Residual Analysis | Lean Six Sigma Black Belt

Residual Analysis

Residuals are estimates of experimental error obtained by subtracting the observed response from the predicted response. The predicted response is calculated from the chosen model, after all the unknown model parameters have been estimated from the experimental data. Residuals can be thought of as elements of variation unexplained by the fitted model. Since this is a form of error, the same general assumptions apply to the group of residuals that one typically uses for errors-in general:

One expects them to be normally and independently distributed with a mean of 0 and some constant variance.

These are the assumptions behind ANOVA and classical regression analysis.This means that an analyst should expect a regression model to err in predicting a response in a random fashion; model should predict values higher and lower than actual, with equal probability.

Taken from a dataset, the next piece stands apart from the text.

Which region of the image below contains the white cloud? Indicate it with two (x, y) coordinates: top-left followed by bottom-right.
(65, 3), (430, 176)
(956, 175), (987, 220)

In addition, the level of the error should be independent of when the observation occurred in the study, or the size of the observation being predicted, or even the factor settings involved in making the prediction. The overall pattern of the residuals should be similar to the bell-shaped pattern observed when plotting a histogram of normally distributed data. Departures from assumptions usually mean that the residuals contain structure that is not accounted for in the model. Identifying that structure, and adding a term representing it to the original model, leads to a better model. Any graph suitable for displaying the distribution of a set of data is suitable for judging the normality of the distribution of a group of residuals.

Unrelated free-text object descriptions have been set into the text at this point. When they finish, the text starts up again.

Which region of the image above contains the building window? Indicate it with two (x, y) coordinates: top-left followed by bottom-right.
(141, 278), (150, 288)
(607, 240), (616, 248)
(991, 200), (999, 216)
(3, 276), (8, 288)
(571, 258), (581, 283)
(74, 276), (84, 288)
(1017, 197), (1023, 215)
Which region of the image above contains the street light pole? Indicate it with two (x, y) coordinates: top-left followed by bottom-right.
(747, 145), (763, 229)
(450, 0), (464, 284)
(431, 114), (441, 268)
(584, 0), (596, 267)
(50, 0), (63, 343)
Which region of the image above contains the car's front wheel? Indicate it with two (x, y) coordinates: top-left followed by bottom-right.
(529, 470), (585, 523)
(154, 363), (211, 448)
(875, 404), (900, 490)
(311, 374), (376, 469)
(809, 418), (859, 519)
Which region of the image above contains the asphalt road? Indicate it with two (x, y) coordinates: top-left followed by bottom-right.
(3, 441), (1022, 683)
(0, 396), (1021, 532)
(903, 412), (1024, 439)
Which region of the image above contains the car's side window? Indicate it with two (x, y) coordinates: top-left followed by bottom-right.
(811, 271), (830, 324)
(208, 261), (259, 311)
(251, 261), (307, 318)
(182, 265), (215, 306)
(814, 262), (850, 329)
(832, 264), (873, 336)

DATA TRANSFORMATION and BOX-COX

Box Cox transformation is a critical tool that is used to transform data from any distribution to normal distribution. It functions on a trial and error basis.

For example: If a given set of data does not follow a normal distribution, the data can be transformed using Box-Cox Transformation and checked if data is successfully transformed to Normal Distribution. In case, it has not done that, the data can again be further transformed using Box Cox Transformation and we can check if the data is now normally distributed.